Kein geruhsamer Wochenausklang, kein seicht plätschernder
Unterhaltungs-Swing, kein vergeistigtes Flechtwerk
musikalischer Ornamentik oder anderweitiges Drumherum
waren angesagt. Stattdessen bauten die Jazz Pistols
eine schnelle Direktschaltung auf, zu jener Stelle
hinter dem Solarplexus an der gemeinhin das Zentrum
des Fühlens angesiedelt ist.
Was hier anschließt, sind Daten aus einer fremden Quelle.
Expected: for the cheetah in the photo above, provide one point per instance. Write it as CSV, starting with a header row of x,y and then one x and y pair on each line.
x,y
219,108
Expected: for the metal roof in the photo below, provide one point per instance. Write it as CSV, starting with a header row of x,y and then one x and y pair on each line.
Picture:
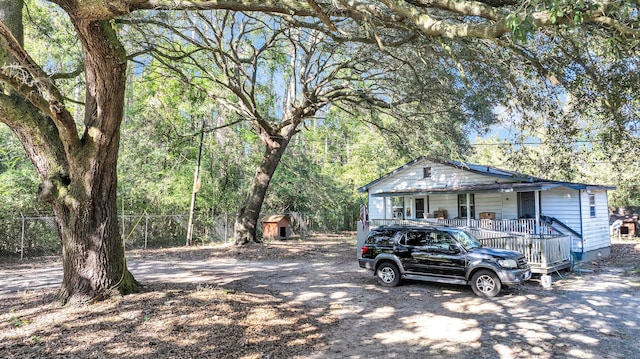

Musik
für den Bauch, aus dem Bauch und offenkundig auch von
Herzen kommend. Völlig „straight“, mehr dem Funk
und Rock denn dem Jazz verpflichtet, höchst
leidenschaftlich und mit einer Überfülle von Eindrücken
aus einer gerade abgeschlossenen mehrwöchigen
Afrika-Tournee angereichert, fesselten die drei
Instrumentalvirtuosen ihr Publikum irgendwo zwischen
Zawinuls "Birdland", Chick Coreas
"Spain" und einigen Bela Fleck–Titeln mit
lebendig groovenden
Eigenkompositionen in oftmals psychedelisch anmutender
Klanglichkeit. Vor allem der mit einer nimmermüden
„Mannemer Gosch“ ausgestattete Thomas „Lui“
Ludwig durchglänzte mit seinen trollig-originellen
An- und Abmoderationen sowie seinen zupackenden
Drum-Grooves im Stile des frühen Phil Collins den
unkonventionellen Auftritt der Jazz Pistols.
Es gibt wenige gute Fusionbands in unseren Tagen, die
Jazz Pistols gehören aber unzweifelhaft zu den besten
Formationen dieses Genres. Ein offenes Herz für gute
Musik jeglicher Couleur und die überschäumende künstlerische
Ausdruckskraft und Energie um scheinbar so Widersprüchliches
wie Jazz und Rock zusammen zu zwingen machen das Trio
zu etwas ganz Besonderem. Gitarren-, Bass- und
Schlagzeug-Soli im Stil der großen Rockheroen sind für
die Jazz Pistols ebenso eine Selbstverständlichkeit
wie die perfekte Beherrschung eines
Hightech-Equipments der Premiumklasse. Schimmerten bei
Stefan „Ivan“ Schäfer (Fender und Ibanez-Gitarren)
Vorbilder wie Jimi Hendrix und Carlos Santana durch,
zeigte sich der ehemalige Berklee Stipendiat Christoph
Victor Kaiser (sechssaitiger Fodera-E-Bass) den
Basslegenden Jaco Pastorius und John Patitucci
verpflichtet. Die von Kaiser perfektionierte spezielle
Spielweise des „tapping“ erlaubte ihm auf seinem
Sechssaiter Basslinien mit Harmonien zu verbinden und
somit echt polyphon zu spielen, ohne dass der Sound
ins Mulmige abrutschte. Schäfer ließ in seinen
rasanten Improvisationen auf Gitarre und Effektgeräten
nicht nur die Herzen aller Gitarristen höher
schlagen. Erst nach zwei Zugaben ließ das völlig
"durchgroovte" Publikum die
temperamentvollen Jazz Pistols von der Bühne.